Whether it will be enough by then is more than questionable. Draghi, who turns 75 in September, seems to have had enough of governing in Rome, which is likely to be much more complicated than running a central bank – before the job at the ECB in Frankfurt, the Roman headed his country’s bank, the “Banca d’Italia”.
Marco Travaglio, Italy’s harshest commentator, already scoffed: Anyone who has neither experience nor desire to mediate should not be appointed prime minister of such a complicated coalition. With the exception of Giorgia Meloni’s extreme right-wing “Fratelli d’Italia”, Draghi’s alliance brings together everything that made it into parliament in 2018.
Reluctance to have this job, but perhaps another: When the new president was elected in January, Draghi showed ambitions to crown his brilliant career with the post of head of state. Also because the parties were afraid of losing Draghi as prime minister, 80-year-old Sergio Mattarella, who actually wanted to keep it to one term, was re-elected.
It was the dutiful Mattarella who forced Draghi not to give up and face Parliament just yet. Italy’s presidents have considerable influence if the government collapses.
Possibly, however, the question “Draghi yes or no” is no longer the decisive one. The government he faces is more divided than ever after last week’s vote of confidence. The five stars, after the departure of its co-founder, Foreign Minister Luigi Di Maio, lost a quarter of the MPs, are likely to shrink further.

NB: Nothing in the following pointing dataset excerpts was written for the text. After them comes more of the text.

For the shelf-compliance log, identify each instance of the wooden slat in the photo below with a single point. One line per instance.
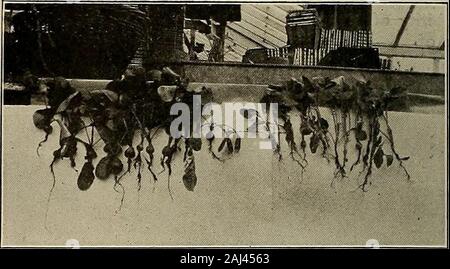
(264, 17)
(254, 21)
(257, 35)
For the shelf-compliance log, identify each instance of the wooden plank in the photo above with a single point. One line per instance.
(273, 11)
(264, 17)
(261, 25)
(410, 52)
(257, 35)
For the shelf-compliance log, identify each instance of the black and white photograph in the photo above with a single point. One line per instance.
(224, 124)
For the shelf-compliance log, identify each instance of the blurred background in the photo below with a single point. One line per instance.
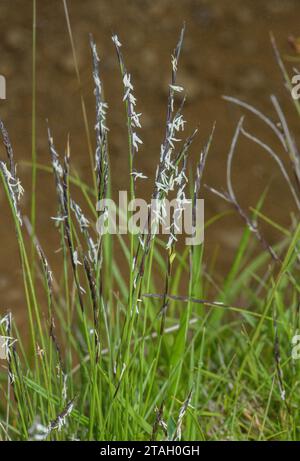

Many no longer want to go along with the hard line of party leader Conte, starting with the parliamentary group leader in the chamber, Davide Crippa: “If Draghi comes to meet us, it is unjustifiable to withdraw our confidence.” On the right, however, close “Forza Italia” of the aged Silvio Berlusconi and Matteo Salvini’s League meanwhile decide to continue ruling with the stars.
The quasi-all-party government of “national unity” has become a completely dispersed bunch, united only by the fear of imminent elections. Salvini, once a popular speaker and Interior Minister in Conte’s first cabinet, is also plucked and has to fear that his clientele will defect to the even more radical Giorgia Meloni, the party leader of “Fratellli d’Italia”. The “brothers” are the only opposition faction. Meloni could become Italy’s first female head of government after the election.